Yes, I have protection filters for my lenses (most are B+W 010 MRC)... They are not left on lenses and are stored in my camrea bag until actually needed, such as out shooting in a sand storm.
It's an old fallacy that "pros" used UV filters to protect their lenses. In fact, back in the days of film we used them a lot because many types of film were overly sensitive to UV light and would get a color cast without the filter. Filter manufactuers and sales people in camera stores have been happy to keep the myth of a "protection" filter alive, knowing that people were easily sold on buying them for their gear....

I'd suggest get a lens hood instead, but the front element of the 50/1.8 is pretty well recessed so one is hardly needed. Plus, unlike any other Canon lens I can think of, the 50/1.8 doesn't have a bayonet mount for a hood built in, so to use one you also have to buy an adapter to be able to use the OEM design hood.

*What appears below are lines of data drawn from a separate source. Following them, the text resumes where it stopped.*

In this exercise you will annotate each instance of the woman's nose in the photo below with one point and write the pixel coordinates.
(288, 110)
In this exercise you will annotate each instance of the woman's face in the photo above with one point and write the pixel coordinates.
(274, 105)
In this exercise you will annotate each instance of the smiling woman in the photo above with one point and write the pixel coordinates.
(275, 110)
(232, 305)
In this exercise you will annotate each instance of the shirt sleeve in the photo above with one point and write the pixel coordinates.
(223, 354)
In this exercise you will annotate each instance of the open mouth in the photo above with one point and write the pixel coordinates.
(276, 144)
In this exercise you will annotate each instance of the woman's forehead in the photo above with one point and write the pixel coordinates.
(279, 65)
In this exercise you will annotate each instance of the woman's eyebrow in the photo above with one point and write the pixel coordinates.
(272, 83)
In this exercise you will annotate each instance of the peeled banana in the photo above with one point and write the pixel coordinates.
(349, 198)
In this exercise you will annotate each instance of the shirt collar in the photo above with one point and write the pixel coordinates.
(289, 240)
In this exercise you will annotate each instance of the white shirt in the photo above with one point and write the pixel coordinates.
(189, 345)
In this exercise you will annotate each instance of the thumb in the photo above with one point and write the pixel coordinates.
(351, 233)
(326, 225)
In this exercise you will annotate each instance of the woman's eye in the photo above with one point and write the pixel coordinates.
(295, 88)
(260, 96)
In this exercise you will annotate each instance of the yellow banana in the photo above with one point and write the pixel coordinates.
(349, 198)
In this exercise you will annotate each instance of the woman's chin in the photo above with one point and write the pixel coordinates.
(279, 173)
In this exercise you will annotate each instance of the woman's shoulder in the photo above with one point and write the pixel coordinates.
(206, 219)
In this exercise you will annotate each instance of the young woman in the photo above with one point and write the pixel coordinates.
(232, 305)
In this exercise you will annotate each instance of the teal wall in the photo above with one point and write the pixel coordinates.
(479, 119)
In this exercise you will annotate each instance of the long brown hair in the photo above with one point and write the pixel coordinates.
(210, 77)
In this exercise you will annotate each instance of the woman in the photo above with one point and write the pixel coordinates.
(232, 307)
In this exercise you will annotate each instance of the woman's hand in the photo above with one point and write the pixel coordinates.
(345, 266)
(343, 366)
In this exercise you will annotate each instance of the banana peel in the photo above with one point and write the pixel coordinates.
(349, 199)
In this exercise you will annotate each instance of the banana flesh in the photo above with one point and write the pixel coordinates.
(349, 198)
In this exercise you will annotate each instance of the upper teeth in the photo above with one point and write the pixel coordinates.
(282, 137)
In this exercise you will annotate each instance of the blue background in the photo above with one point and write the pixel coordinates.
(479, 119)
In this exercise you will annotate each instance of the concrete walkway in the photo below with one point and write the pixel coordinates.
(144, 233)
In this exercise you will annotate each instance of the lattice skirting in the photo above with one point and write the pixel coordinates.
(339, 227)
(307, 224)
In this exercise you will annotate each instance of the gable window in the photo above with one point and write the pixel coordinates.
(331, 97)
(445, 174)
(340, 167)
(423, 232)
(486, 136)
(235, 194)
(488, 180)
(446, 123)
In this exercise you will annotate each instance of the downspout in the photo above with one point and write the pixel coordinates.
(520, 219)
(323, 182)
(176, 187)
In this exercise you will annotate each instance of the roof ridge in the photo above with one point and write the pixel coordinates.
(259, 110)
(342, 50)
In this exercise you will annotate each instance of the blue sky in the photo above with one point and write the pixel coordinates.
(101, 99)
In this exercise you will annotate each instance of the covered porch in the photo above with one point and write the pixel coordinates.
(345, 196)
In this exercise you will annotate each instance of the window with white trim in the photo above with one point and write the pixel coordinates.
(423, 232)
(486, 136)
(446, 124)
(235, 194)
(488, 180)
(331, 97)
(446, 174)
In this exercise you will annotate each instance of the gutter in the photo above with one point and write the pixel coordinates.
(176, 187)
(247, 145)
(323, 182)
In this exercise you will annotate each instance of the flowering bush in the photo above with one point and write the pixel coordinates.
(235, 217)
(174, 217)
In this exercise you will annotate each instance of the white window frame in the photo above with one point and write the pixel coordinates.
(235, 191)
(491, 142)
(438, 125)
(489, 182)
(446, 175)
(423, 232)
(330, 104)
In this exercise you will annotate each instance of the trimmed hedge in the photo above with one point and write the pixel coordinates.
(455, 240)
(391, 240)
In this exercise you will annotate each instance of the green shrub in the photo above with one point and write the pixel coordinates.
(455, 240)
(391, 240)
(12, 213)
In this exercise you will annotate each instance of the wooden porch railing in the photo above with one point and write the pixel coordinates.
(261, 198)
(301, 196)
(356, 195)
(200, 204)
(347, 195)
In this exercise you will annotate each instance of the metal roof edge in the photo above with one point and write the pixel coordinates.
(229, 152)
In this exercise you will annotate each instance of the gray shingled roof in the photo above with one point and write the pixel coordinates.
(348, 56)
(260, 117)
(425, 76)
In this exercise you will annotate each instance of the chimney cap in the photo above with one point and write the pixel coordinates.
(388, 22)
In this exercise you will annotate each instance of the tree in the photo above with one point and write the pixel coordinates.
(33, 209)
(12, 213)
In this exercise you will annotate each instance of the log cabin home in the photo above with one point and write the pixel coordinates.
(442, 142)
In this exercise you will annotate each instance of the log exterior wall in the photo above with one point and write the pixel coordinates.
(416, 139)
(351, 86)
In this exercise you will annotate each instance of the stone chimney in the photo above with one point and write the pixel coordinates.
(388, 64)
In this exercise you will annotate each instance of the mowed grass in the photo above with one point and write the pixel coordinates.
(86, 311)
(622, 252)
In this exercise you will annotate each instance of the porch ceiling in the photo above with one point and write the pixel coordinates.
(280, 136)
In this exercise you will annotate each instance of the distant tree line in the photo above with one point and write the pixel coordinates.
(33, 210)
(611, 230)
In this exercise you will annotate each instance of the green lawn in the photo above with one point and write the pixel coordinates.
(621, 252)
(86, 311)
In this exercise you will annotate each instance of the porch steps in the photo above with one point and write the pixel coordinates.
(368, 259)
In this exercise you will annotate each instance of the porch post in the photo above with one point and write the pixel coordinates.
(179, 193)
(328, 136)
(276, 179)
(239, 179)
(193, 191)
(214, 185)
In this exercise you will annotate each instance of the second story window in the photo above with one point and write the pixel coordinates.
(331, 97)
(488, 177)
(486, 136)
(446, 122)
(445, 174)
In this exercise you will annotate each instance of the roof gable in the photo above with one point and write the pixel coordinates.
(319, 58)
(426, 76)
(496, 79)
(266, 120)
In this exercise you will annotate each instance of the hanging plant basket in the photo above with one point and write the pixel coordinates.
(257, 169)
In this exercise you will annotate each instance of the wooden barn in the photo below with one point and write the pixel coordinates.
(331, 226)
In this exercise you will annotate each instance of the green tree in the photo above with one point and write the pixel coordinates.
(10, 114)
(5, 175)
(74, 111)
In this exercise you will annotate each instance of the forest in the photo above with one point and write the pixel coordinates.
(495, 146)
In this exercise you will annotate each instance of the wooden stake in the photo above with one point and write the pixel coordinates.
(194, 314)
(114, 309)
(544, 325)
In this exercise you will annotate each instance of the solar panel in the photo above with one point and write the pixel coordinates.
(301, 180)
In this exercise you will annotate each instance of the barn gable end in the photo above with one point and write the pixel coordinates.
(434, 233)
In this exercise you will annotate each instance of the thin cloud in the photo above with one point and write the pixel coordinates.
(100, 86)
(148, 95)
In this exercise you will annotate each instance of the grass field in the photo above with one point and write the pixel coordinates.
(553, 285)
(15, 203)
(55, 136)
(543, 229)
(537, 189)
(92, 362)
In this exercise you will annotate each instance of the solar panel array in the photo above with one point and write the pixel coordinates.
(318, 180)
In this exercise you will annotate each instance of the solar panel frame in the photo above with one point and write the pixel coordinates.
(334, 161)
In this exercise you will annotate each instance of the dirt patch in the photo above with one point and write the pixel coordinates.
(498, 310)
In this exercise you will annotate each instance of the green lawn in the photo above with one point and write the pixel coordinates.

So, just get the lens and use the provided lens cap to protect it when you aren't shooting.
The 50/1.8 is the most inexpensive lens Canon makes. It's capable of making pretty nice images - certainly better shots than its price might imply - and is a good focal length for portraiture (on a crop camera like yours), among other things. As mentioned, it's cheap, lightly made and known to have slower, less accurate, more erratic and noisier auto focus. It doesn't have a focus scale or even a very usable manual focus ring. That's probably good because it's not USM, so also not FTM... you must turn off AF at the switch before manually focusing it, if you don't and override AF manully you will break the AF system. The lens is probably fine for occasional use, with some harder use has been known to simply break in half.
Still, for the money, it's hard to beat. The better made EF 50/1.4 with subtly better image quality and substantially better AF performance costs about 3X as much and really should be used with the lens hood, which is a bit of additonal cost.